My Parents Didn't Raise Me,
My Grandparents Did
Why are Chinese turning to Process Philosophy?
Because the human and ecological
costs of modernization
are too high.
The 85 minute documentary Last Train Home, offered below, will show you the costs of modernization to one migrant family. Watch the trailer; you'll probably want to see more. It's in six segments. An article by John B. Cobb, Jr. in JJB -- Ten Ideas for Saving the Planet (GO) -- is a companion to the film. It will show you why the Whiteheadian alternative is increasingly attractive to Chinese intellectuals, policy makers, and educators.
In China Whitehead's philosophy is sometimes called constructive postmodernism. If modern means urban and industrial then postmodern does not mean anti-modern but rather beyond-the-modern. It seeks to develop a way of living in which rural and urban life are jointly appreciated and in which, in both instances, family life and community life is valued more than economic growth. Postmodernism is interested in economics for community, not economics for growth alone.
There are than twenty centers in China which, with varying degrees of success, are exploring alternatives for rural development, urban design, and agriculture of the kind recommended by John Cobb in Ten Ideas for Saving the Planet. There is also an international institute, directed by Dr. Zhihe Wang, which is helping foster exactly the kind of changes Dr. Cobb recomends. It is called the Institute for the Postmodern Development of China. You can learn about some of its work on its website: GO. But first watch as much of the documentary as you can.
The documentary shows how one family is torn apart by "modern" industrialization and the false hopes it brings to people. It is a hope for prosperity at the expense of community. Chinese process thinkers believe that Whitehead's philosophy offers a better hope. If postmodernism means reclaiming the values of local communities, and also realizing that the world can be a community of communities in which local communities are given chances to survive, and in which parents, too, get to raise their children --- then the whole world needs more postmodernism.

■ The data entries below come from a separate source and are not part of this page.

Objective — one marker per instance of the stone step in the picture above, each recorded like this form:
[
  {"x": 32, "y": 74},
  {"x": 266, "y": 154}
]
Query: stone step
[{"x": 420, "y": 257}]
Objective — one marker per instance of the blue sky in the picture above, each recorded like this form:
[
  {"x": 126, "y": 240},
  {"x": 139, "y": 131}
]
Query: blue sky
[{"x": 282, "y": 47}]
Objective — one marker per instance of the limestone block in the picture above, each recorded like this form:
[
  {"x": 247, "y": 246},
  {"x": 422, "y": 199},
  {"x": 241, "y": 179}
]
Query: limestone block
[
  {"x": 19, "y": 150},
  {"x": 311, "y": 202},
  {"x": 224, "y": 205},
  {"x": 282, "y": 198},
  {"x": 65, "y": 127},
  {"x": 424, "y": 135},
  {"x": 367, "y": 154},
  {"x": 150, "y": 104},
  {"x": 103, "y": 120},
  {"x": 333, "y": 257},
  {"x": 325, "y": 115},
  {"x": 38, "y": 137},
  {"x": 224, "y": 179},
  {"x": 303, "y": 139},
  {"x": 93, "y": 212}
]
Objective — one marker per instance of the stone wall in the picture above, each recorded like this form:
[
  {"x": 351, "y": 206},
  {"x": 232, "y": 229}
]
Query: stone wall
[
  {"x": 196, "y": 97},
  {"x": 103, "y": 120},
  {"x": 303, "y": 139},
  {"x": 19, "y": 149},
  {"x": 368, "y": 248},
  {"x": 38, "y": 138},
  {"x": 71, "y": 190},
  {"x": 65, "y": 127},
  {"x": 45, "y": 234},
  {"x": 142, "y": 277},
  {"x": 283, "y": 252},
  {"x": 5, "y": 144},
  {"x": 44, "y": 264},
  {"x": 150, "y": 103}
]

(Note: We are glad to offer you the documentary in segmented portions below, and we encourage you to purchase the documentary as a seamless whole as soon as it is available: Contact Zeitgeist Films (GO) We do not own the copyright to this documentary; we sharing it from reputable video-sharing site.)
Last Train Home: Part I
Last Train Home: Part II
Last Train Home: Part III
Last Train Home: Part IV
Last Train Home: Part V
Last Train Home: Part VI
From the Producers of the Film:
"Every spring, China’s cities are plunged into chaos as 130 million migrant workers journey to their home villages for the New Year’s holiday. This mass exodus is the world’s largest human migration—an epic spectacle that reveals a country tragically caught between its rural past and industrial future.
Working over several years in classic verité style Chinese-Canadian filmmaker Lixin Fan (with the producers of the award-winning hit documentary Up the Yangtze) travels with one couple who have embarked on this annual trek for almost two decades.
Like so many of China’s rural poor, Changhua and Sugin Zhang left behind their two infant children for grueling factory jobs. Their daughter Qin—now a restless and rebellious teenager—both bitterly resents their absence and longs for her own freedom away from school, much to the utter devastation of her parents.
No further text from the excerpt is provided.